If I’d declared the RWKV experiment a failure and moved on, I’d have lost that. If I’d pretended it was going to work “once I just tune this one thing,” I’d have burned months. The framing that holds up is: this is a scale problem, not a dead end, and the moment a 70B+ RWKV exists I’ll rerun this from scratch.
What RWKV state capture looks like in practice
For anyone wanting to see what’s actually exposed: this is a minimal pattern using llama.cpp’s state APIs. You’ll need a model file in GGUF format and llama-cpp-python.
import llama_cpp
import numpy as np
llm = llama_cpp.Llama(
model_path="rwkv-7-7.2b-Q8_0.gguf",
n_ctx=4096,
seed=42,
)
def capture_state(llm) -> np.ndarray:
"""Return the current RWKV recurrent state as a flat f32 vector."""
size = llm.ctx.state_size_bytes()
buf = (llama_cpp.c_uint8 * size)()
llama_cpp.llama_state_seq_get_data(
llm.ctx.ctx, buf, size, 0
)
raw = np.frombuffer(buf, dtype=np.uint8)
as_f32 = np.frombuffer(raw.tobytes(), dtype=np.float32)
return as_f32[np.isfinite(as_f32)]
def state_delta(prev: np.ndarray, curr: np.ndarray) -> float:
"""L2 distance per valid pair."""
n = min(len(prev), len(curr))
diff = prev[:n] - curr[:n]
return float(np.linalg.norm(diff) / np.sqrt(n))
prev = capture_state(llm)
_ = llm("Describe a small garden.", max_tokens=128)
curr = capture_state(llm)
print(f"State delta after one generation: {state_delta(prev, curr):.6f}")
Run this across many generations, record the deltas, and compute 1 / (1 + variance of the last N deltas). That’s your coherence metric: close to 1 means the state is stabilized, closer to 0 means it’s churning. What this lets you do is watch the model as it processes input. Not what it’s saying, what it’s becoming.
Transformers don’t give you this in the same clean way. You can extract attention patterns and layer activations, but you don’t get a single carried-forward state vector that means “the model’s current understanding.” RWKV does. That’s a different kind of tool.
The lesson
Architecture choice is real. Not every model is interchangeable for every use case. If you’re building something that needs to introspect what the model is doing beneath the text output, the underlying architecture matters. Transformers are the best general-purpose AI models we have. They’re not the only architecture worth knowing about.

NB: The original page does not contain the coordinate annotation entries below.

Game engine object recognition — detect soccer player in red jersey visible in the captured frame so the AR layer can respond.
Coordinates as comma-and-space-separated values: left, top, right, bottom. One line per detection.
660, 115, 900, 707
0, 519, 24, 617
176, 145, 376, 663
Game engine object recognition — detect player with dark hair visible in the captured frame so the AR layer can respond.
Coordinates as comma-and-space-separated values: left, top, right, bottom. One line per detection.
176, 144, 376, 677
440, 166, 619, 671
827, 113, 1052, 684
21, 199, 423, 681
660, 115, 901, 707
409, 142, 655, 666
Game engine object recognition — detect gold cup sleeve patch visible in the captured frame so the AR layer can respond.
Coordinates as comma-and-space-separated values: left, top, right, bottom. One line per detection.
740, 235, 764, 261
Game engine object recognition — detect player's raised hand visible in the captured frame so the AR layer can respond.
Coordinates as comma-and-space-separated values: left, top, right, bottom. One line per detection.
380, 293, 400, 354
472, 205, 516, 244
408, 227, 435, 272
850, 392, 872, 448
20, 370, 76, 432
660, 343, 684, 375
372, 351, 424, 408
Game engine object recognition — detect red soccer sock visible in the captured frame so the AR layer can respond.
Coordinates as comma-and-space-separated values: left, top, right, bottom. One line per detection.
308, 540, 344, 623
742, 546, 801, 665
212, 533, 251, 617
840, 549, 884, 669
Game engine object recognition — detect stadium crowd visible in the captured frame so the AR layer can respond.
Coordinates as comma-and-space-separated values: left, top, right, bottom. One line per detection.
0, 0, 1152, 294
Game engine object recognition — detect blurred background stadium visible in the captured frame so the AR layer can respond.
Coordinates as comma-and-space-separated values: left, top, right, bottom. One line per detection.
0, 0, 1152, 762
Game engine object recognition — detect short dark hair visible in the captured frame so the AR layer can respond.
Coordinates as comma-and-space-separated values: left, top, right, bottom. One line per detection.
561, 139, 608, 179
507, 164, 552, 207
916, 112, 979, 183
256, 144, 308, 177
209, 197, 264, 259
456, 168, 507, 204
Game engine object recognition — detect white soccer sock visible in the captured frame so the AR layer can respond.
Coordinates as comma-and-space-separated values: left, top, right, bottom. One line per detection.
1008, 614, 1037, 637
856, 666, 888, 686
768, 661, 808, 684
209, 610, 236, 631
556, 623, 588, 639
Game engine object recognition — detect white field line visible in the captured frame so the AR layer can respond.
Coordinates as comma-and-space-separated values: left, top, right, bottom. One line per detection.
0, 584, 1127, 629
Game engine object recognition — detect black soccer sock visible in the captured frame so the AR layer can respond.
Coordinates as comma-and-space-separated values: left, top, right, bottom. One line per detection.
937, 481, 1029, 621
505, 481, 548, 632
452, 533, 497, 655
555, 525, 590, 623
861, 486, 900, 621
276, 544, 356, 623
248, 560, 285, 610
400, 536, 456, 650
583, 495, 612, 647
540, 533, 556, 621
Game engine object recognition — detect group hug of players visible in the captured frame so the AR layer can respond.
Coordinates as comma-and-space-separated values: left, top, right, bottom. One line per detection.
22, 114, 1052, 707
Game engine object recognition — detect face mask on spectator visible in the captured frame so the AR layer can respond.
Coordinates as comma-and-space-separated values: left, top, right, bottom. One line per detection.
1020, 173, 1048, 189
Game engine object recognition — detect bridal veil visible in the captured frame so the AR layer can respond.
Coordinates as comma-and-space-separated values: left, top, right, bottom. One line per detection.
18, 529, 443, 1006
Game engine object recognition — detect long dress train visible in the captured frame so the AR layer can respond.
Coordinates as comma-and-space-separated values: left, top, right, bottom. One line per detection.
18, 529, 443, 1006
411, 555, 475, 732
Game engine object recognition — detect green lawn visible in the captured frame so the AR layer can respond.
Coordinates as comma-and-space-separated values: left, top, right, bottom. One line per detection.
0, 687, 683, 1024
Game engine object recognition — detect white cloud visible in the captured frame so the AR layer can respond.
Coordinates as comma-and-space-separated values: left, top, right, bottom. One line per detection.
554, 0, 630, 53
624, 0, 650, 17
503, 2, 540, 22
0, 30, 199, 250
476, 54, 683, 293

RWKV is a scale problem for my use case, not a dead end. When RWKV-style architectures ship at 70B+, I’ll be running the same experiment again from the top.
Don’t wait for architecture fashion to catch up with what you actually need. If you find a piece of tech that fits a problem you’ve been carrying, try it. The cost of swapping is usually lower than you think. The cost of not looking is usually higher than you think.
That’s how the whole thing went from “RWKV is a thing” to “RWKV is in the pipeline” in one conversation.